While delivering keynote remarks to ACORE’s Renewable Energy Finance Forum, Secretary Bodman also announced the competitive selection of ten cost-shared Photovoltaic Module Incubator projects. In total, these projects, subject to negotiation of final terms and Congressional appropriations, will receive up to $27 million in DOE funding over 18 months (Fiscal Years 2007-2009). With a minimum 20% cost share from industry, the total research investment is expected to reach $71 million. In these projects, businesses will address the challenges related to reducing cost, improving performance, and expanding manufacturing capacity of innovative PV technologies to move from small-scale to pilot production.

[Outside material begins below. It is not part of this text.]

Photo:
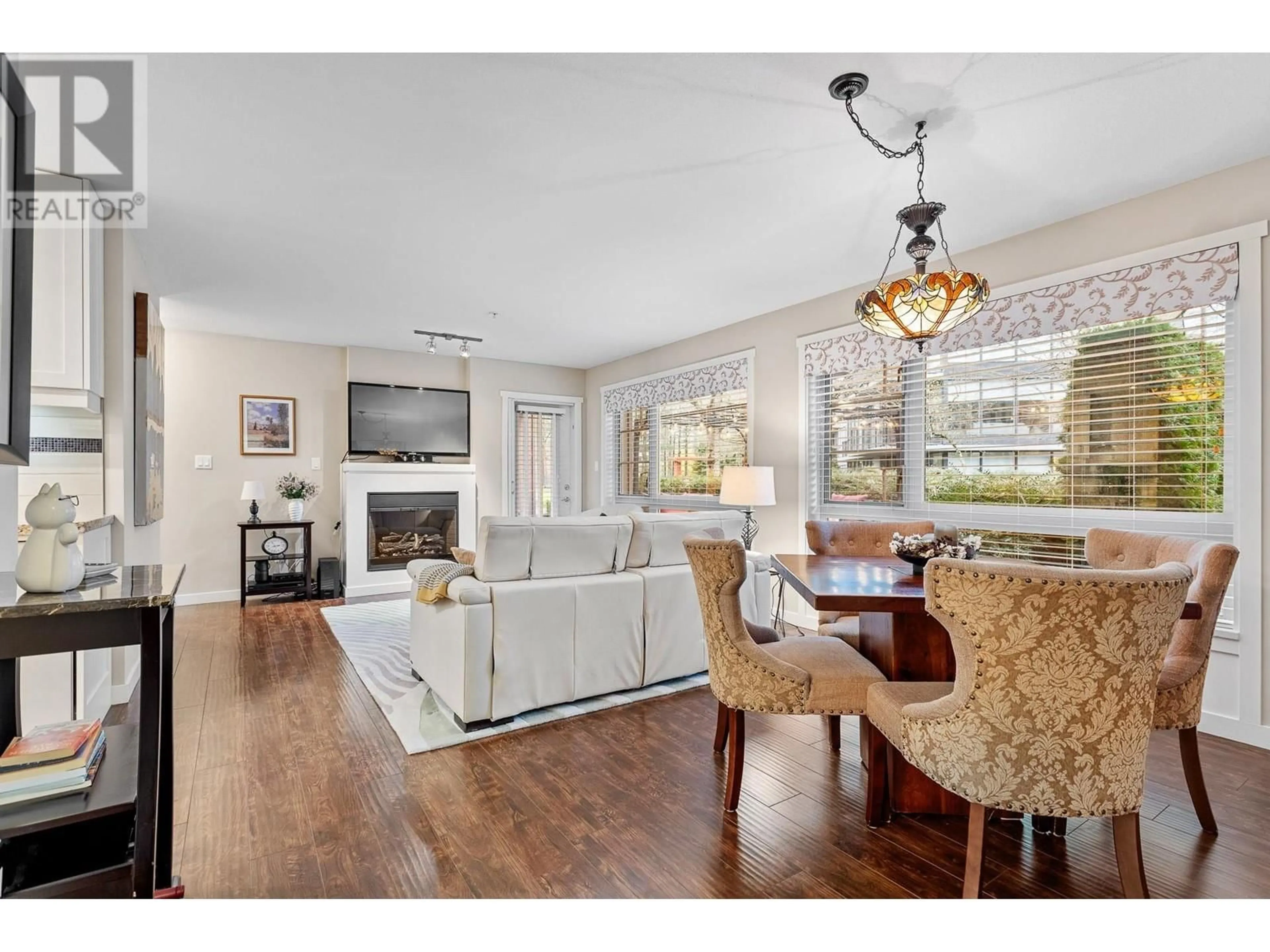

Incubator project funding is structured so that companies receive funding from the Department only upon successful performance of pre-specified new hardware. This approach allows the Department to remove some administrative reviews and planning paperwork so early-stage companies can focus on technology development; taxpayers are also assured real value for their investment in these high-risk/high-return projects. Contingent on congressional appropriations, the Department will provide opportunities for new companies to enter this program every nine months.
The following companies have been selected to participate in the PV Incubator Projects: AVA Solar (Fort Collins, Colorado); Blue Square Energy (North East, Maryland); CaliSolar (Menlo Park, California); EnFocus Engineering (Sunnyvale, California); MicroLink Devices (Niles, Illinois); Plextronics (Pittsburgh, Pennsylvania); PrimeStar Solar (Golden, Colorado); Solaria (Fremont, California); SolFocus (Palo Alto, California); and SoloPower (Milpitas, California).